Bah Alors ?

MANCHESTER BY THE SEA

02 mai 2020
de Thierry Saunier

La chute du tyran, sous toutes les latitudes et dans tous les domaines, est toujours synonyme d’un souffle nouveau de liberté recouvrée. Mais la durée d’icelle, une heure, un jour, un mois, un an ou une décennie, est subordonnée à mille facteurs aléatoires. José Mourinho était (est toujours), nul n’en disconviendra, un satrape de la pire espèce, impitoyable à quiconque contest(er)ait son pouvoir et inapte à la moindre remise en cause - sans même parler d’autocritique – mais fort heureusement circonscrit au tendre encorbellement du foot. Circonstance aggravante : il a toujours défendu et illustré un jeu défensif, stérile et bétonné, basé sur la condition physique et la solidarité de ses joueurs, même durant ses plus belles victoires – car, soyons juste, il possède d’ores et déjà un palmarès exceptionnel. Bref, il est le contraire en toutes choses (sauf en ego) de son ennemi intime Pep Guardiola (cf. Bah alors octobre 2017).

Or, son style de management, usant et même épuisant – pour lui, pour ses joueurs, pour le public même – aura eu, dans son dernier avatar, un épilogue prévisible, inévitable et désastreux, avec son licenciement de Manchester United le 18 décembre 2018. Son bilan, en cette troisième année d’exercice, qu’il aura, dans chacun de ses clubs, rarement dépassée, et jamais réussie, chez les Red Devils était en effet proprement lamentable : sixième au classement, à huit points des plus faibles de ses concurrents directs. Eu égard à l’effectif mis à sa disposition, il était avéré que José non seulement n’était pas - ou plus - la solution, mais qu’il était devenu la majeure partie du problème. 

 

C’est un coach inexpérimenté, le norvégien Ole Gunnar Solskjaer, une légende du club, qui lui a succédé, remportant pas moins de huit victoires consécutives depuis son intronisation.
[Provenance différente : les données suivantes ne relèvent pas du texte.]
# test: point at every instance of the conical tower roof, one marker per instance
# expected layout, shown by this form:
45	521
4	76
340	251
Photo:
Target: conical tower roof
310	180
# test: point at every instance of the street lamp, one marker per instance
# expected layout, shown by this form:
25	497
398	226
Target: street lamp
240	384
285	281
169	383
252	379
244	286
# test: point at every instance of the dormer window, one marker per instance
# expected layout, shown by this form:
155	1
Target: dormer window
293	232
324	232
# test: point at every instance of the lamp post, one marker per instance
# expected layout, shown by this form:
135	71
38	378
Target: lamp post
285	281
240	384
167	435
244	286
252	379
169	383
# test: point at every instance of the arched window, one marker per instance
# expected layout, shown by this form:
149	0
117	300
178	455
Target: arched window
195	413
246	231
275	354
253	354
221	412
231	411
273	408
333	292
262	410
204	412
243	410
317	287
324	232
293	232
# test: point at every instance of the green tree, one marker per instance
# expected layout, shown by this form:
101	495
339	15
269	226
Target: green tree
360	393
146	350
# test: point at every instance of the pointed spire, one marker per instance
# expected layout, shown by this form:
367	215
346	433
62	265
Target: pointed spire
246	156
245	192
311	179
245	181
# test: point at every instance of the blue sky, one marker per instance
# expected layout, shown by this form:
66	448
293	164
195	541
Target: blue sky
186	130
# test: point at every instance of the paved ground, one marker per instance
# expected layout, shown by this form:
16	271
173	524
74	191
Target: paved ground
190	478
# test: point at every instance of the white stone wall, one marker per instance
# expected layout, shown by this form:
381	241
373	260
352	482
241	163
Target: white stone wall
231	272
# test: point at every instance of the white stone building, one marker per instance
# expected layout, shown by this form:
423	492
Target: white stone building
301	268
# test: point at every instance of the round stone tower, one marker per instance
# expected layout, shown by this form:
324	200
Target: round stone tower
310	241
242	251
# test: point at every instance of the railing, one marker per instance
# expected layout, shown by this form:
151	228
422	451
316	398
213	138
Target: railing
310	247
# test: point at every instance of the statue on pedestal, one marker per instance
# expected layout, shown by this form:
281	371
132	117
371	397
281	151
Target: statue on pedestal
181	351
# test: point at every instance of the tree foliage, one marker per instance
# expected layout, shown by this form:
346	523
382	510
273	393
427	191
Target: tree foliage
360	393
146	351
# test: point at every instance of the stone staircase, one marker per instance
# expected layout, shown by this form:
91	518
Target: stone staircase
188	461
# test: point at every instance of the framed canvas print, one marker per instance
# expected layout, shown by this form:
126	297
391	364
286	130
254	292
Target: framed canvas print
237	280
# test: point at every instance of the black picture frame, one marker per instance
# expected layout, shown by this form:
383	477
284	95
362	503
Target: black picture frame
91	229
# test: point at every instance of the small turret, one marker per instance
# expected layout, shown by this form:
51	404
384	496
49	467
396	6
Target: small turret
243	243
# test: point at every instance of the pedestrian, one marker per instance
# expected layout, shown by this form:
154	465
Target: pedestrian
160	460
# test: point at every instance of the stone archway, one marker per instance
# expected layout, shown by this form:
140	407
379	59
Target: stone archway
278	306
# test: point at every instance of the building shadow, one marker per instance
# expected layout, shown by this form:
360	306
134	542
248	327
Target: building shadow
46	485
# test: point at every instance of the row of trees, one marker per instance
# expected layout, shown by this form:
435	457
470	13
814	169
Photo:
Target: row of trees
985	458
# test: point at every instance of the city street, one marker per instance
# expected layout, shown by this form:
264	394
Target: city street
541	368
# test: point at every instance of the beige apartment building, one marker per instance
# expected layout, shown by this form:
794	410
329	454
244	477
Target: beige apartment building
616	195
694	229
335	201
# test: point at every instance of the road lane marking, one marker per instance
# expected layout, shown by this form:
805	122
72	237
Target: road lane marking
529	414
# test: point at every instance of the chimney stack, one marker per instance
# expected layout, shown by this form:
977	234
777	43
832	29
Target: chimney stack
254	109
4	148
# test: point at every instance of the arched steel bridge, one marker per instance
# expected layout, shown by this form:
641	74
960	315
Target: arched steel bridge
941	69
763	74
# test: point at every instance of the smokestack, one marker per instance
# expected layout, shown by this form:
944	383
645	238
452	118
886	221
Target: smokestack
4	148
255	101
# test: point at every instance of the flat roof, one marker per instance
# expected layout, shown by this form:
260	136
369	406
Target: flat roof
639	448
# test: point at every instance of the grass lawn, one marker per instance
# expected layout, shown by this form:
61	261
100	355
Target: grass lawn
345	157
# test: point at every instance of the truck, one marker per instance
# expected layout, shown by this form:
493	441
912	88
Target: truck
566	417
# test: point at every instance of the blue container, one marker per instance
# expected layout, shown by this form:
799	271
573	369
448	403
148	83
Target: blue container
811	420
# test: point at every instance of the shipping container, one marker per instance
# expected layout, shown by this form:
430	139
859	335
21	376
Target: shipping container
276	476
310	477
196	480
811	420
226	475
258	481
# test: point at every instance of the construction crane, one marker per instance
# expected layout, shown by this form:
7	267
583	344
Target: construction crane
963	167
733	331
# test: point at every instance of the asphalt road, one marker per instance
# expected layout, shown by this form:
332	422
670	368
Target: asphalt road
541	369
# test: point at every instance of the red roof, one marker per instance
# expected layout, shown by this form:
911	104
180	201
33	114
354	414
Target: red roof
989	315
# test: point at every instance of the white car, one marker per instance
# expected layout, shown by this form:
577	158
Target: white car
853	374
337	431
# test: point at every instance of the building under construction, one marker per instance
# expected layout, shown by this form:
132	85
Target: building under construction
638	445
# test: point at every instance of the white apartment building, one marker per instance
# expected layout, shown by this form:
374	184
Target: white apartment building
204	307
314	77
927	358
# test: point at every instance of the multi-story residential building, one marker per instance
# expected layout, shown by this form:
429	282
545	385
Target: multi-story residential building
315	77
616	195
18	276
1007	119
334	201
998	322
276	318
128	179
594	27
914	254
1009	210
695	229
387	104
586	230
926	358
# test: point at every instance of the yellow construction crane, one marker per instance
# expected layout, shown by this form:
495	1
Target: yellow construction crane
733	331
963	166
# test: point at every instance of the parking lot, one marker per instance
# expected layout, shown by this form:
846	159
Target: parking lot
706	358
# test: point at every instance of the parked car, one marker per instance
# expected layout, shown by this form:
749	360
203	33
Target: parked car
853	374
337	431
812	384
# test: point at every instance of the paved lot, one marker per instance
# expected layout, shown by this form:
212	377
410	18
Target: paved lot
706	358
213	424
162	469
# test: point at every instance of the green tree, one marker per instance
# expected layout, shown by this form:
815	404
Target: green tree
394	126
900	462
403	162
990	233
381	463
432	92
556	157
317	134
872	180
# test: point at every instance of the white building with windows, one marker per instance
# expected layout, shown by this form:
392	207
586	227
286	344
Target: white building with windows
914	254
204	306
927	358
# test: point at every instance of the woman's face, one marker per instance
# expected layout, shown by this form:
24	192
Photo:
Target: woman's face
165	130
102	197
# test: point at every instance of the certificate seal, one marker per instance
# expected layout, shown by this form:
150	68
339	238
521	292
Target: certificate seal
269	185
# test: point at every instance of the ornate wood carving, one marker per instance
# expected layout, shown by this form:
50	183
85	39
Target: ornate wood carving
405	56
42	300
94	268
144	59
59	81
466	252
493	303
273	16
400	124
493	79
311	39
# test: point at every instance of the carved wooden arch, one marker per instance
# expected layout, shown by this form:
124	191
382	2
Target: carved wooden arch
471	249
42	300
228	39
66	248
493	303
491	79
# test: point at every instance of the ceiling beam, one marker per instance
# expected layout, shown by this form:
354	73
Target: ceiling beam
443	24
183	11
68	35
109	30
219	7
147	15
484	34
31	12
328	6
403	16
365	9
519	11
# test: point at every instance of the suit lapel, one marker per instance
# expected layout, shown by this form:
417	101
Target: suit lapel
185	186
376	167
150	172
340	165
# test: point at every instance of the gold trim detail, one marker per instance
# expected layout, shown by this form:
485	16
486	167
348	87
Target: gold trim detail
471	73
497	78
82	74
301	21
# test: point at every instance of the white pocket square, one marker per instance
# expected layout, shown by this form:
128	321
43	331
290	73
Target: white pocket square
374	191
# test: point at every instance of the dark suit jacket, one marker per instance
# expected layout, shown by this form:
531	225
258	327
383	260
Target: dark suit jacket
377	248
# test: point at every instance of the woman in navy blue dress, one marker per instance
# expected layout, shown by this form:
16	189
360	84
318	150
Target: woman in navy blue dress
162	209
Certes, six d’entre elles auront été obtenues contre des clubs qui ne sont pas de taille à lutter avec Manchester, mais précisément ce sont ces équipes qui posaient d’insurmontables problèmes à son prédécesseur. Inhibés, infantilisés et déresponsabilisés sous José, les mêmes joueurs se sont avérés décomplexés, libérés et créatifs sous Ole Gunnar. Ce mode de fonctionnement autocratique est, espérons-le, suranné et obsolète. 

Mais il y a autre chose. L’ADN historique des clubs est, c’est mon credo, décisif. Or, la signature de Manchester United au travers des époques, les plus glorieuses comme les autres, a toujours été l’offensive à tout crin. Même lorsqu’Alex Ferguson, le légendaire entraineur multi-titré (treize fois champion avec MU !!), estimait, le plus souvent à bon escient, qu’il fallait temporiser, les tribunes des supporters lui répondaient par un conseil, presque un ordre, dénué de la moindre équivoque : « Attack ! Attack ! Attack ! » Traduction superflue, isn’t it ?     

                                           

Manchester United affrontera, si vous l’ignorez que faites-vous donc à lire cette page ? le Paris Saint-Germain en huitièmes de finale de la Ligue des champions les 12 février et 6 mars prochains. Contre l’armada parisienne, pas sûr que ce work in progress ne suffise. Mais il y aura match, et Manchester correspondra à son ADN éternel. Deux bonnes nouvelles, en somme.